Lessons that could change your life

If I boiled down my twenty-five years to twenty-five key takeaways this series of articles is what they would be. The following is a summary of what I hope will be useful lessons you can come back to on days you need to dig deeper and be more. 

Now, twenty-five is a lecture so I’ve broken it down into five thebraincandigestthis sized chunks as follows; 

Chunk 1: How to get sh*t done

Chunk 2: Fundamentals to self development 

Chunk 3: Pushing past limits 

Chunk 4: Tools to socialisation

Chunk 5: Mindset 

This article isn’t going anywhere anytime soon so if five is too big to digest, don’t worry. Use the ones that relate to you most today, the others will be here to come back to tomorrow. 

How to get sh*t done

Fail, don’t fear. 

Why do we fail at pursuing our dreams? For many of us, before we’ve even stood up off the couch we’ve created a complex, subconscious, multi-layered excuse in our heads. Each of those excuses is compounded onto the next. They’re played out at light speed and before we know it we’re drawing conclusions. What I imagine is that in some deep dark pit in the basement of that skyscraper of excuses we’d find the fear of failure. 

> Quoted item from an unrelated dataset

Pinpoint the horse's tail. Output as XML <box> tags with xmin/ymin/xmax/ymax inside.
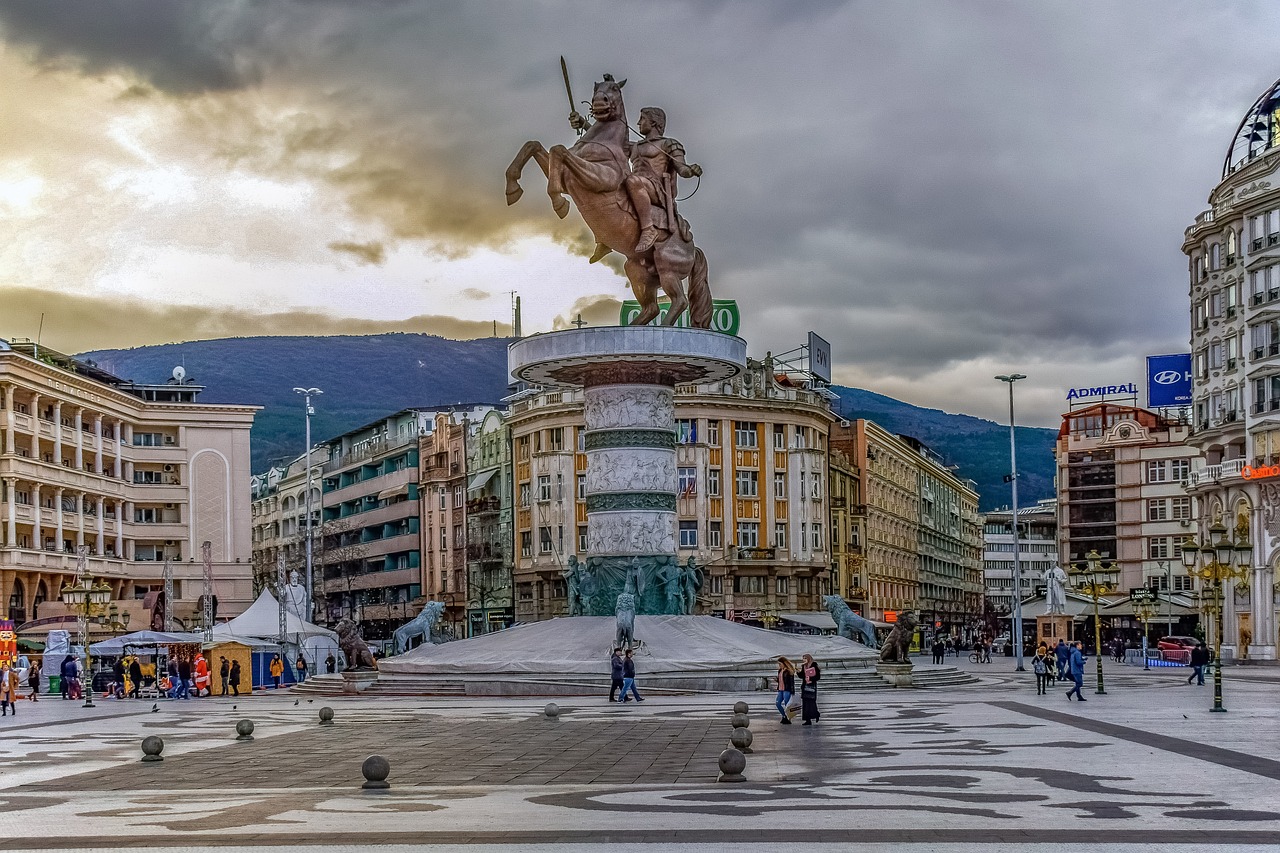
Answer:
<box><xmin>689</xmin><ymin>248</ymin><xmax>712</xmax><ymax>329</ymax></box>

There’s 10001 books and quotes about it but I still struggle with this concept everyday. I live in fear of judgement from others and of myself. Try asking yourself ‘What have I got to lose If I do, and what have I got to lose if I don’t?’. A lesson I took from Mark Manson’s book ‘The subtle art of not giving a fuck’ (high on my list of recommended self help books) if you try and you fail you can only end up where you began in the first place.  If you don’t try at all, you’ll spend eternity asking yourself ‘what if?’. 

So, fail (learn) and fail again. [ Just incase this ramble hasn’t yet made it clear enough, the aim isn’t to fail but to try and in order to try, you shouldn’t fear failing].

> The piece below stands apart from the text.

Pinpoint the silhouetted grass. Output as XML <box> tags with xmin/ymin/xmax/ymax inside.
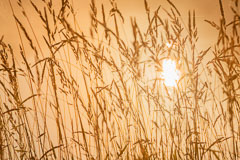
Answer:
<box><xmin>0</xmin><ymin>0</ymin><xmax>240</xmax><ymax>160</ymax></box>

Don’t rely on motivation to get things done 

I’m talking about the days when you wake up and feel ready to tackle all 73 items on your to-do list. The kind of day which is so productive it makes up for months filled with ‘netflix and chill’. If you’re anything like me the flaw with relying on those days is if they’re few and far in between. We can’t spend 98 percent of our lives waiting and not doing.

The solution? Timetable in the pertinent things and stick to that timetable like a slug to a pebble. Yes, there are factors outside of you sphere of control that mean that maybe the schedule doesn’t always work but intent to try. Only choose to deviate from that timetable when it’s life or death. 

Start now, not tomorrow

Get over that mental barrier. Don’t want till Monday. Don’t wait till the clock strikes the next hour exactly. Don’t wait till the first of the month. Stop waiting for everything to align perfectly and to feel prepared. The moment you think of it is the moment to begin. Sometimes, the only thing to do is put on your raincoat and gummy boots and go out for that walk. 

The 1% rule 

When we set news goals for ourselves we tend to think about the end result. We try and dive into the deep end, look at the overall picture and we tell ourselves to push through the rest. 

The 1% rule as described in Atomic Habits by James Clear (another book on the highly recommended list) is about the ‘aggregation of marginal gains’. Think of your end goal, break it down into bite-sized chunks, then improve each of those chunks by 1% everyday. 

Today, I’m recovering from an injury. I want to become a runner by the end of the year. My goal is to run 15km in 1.5 hours. The chunks are as follows: 

  • Ankle strength and rehabilitation : I can improve this by 1% everyday by ensuring I do my physio, roll-out tight muscles to avoid further injury and listen to my body.
  • Cardiovascular stamina: I can work on my cardiovascular stamina without straining my ankle and as it recovers by swimming or cycling.
  • Gear: I can trial different ankle supports and shoes to see if any suit me best. 
  • Routes: To avoid boring runs, I can pre-plan routes using apps like Strava. 
  • Bad weather: I can ensure I have appropriate gear to allow me to run in bad weather.
  • Motivation: here’s where the next lesson comes in 

Were the last 24 hours worth it

Finally, if none of the above works, this one might just guilt you into achievement. Every night, when you get into bed, stop and ask yourself ‘were the last 24h worth it?’ ; Did you use your time well? You might start to anticipate that heart wrenching feeling you get as crawl into bed knowing you’ve wasted the day and just like that you  start getting sh** done.